Birhane Melese, a 40-year-old widow and Sekota resident, had struggled for years to feed her four children. But since she got her six goats, she has a steady supply of milk and butter and uses the manure to fertilize the potatoes, pumpkins, onions and chilies in her backyard. "If we have a problem now, we can just sell some of the goats," said Birhane.

She received her goats from USAID under a pilot project that is helping families develop their own means of income while increasing food security. Working closely with the Ethiopian government, USAID provides animals to the poorest Ethiopians and helps them learn about savings accounts, proper harvest storage and alternative work like beekeeping so that they can survive times of food shortage. A cornerstone of USAID's famine prevention strategy, the three-year, $400-million program aims to give 1.5 million people a productive safety net, in coordination with other government and partner efforts.

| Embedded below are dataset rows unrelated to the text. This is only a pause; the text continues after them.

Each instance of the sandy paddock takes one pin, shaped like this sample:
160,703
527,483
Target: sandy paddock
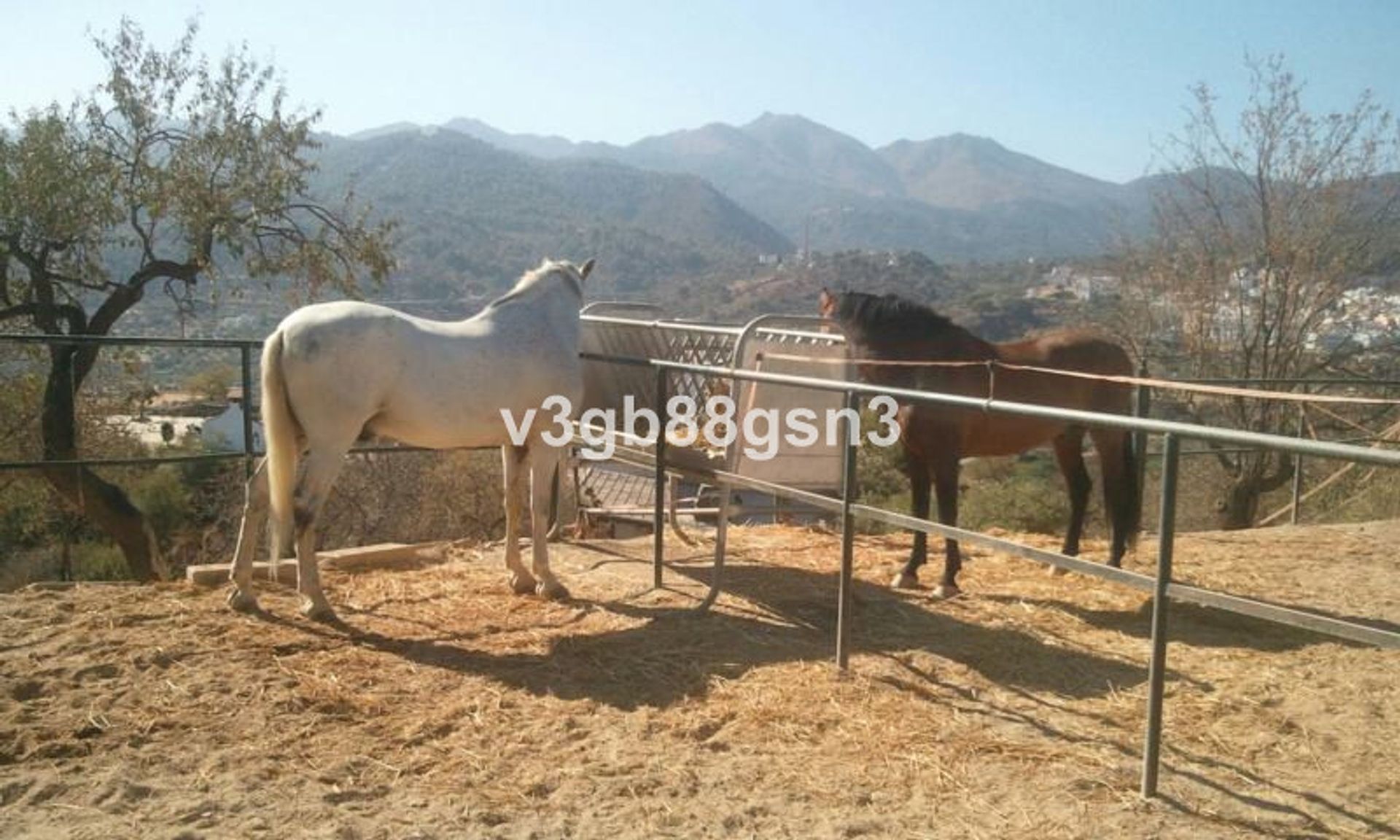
447,707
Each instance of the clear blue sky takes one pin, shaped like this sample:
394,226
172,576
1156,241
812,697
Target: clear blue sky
1085,85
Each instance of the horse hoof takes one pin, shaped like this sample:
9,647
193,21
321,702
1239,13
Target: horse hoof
523,584
318,611
243,601
552,590
905,581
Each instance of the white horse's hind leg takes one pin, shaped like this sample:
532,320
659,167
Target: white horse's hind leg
255,516
542,459
321,470
513,462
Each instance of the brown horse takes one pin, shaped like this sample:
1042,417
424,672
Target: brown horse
888,328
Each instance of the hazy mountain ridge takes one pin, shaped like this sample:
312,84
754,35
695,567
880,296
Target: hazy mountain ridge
954,198
473,216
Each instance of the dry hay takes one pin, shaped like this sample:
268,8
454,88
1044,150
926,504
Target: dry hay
448,707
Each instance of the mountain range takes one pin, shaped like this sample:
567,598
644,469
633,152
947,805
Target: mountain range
957,198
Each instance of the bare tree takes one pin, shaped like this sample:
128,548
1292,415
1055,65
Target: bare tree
168,167
1260,231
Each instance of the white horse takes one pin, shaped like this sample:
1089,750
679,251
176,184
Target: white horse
333,371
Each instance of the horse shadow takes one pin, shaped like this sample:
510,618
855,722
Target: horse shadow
675,656
1205,626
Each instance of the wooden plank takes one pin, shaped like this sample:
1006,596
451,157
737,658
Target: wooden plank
353,559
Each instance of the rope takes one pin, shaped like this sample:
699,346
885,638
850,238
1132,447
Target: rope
1148,381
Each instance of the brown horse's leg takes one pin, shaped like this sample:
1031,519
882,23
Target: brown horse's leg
1068,454
919,490
945,485
1119,488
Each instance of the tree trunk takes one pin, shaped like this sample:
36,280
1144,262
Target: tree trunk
1241,505
1260,473
97,500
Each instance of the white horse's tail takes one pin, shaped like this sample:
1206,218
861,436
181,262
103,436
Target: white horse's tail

Two years into the program, Sekota's residents have constructed 71 miles (115 kilometers) of roads, making their district more accessible. In 2004, they planted thousands of fruit and tree seedlings and built two grain banks, where 291 farmers store sorghum, wheat, barley and beans to avoid post-harvest loss and conserve during lean periods. Six farmers' field schools were set up for villagers to learn about crop diversification and pest, soil and moisture management.

In the summer months, as food runs out, 47-year-old Sekota resident Wolde-Yohannes Allegue works on other people's farms or in road crews, often getting his pay in food and vegetable oil. He says he and his wife fight less over food now, and his seven children are eating a more varied diet.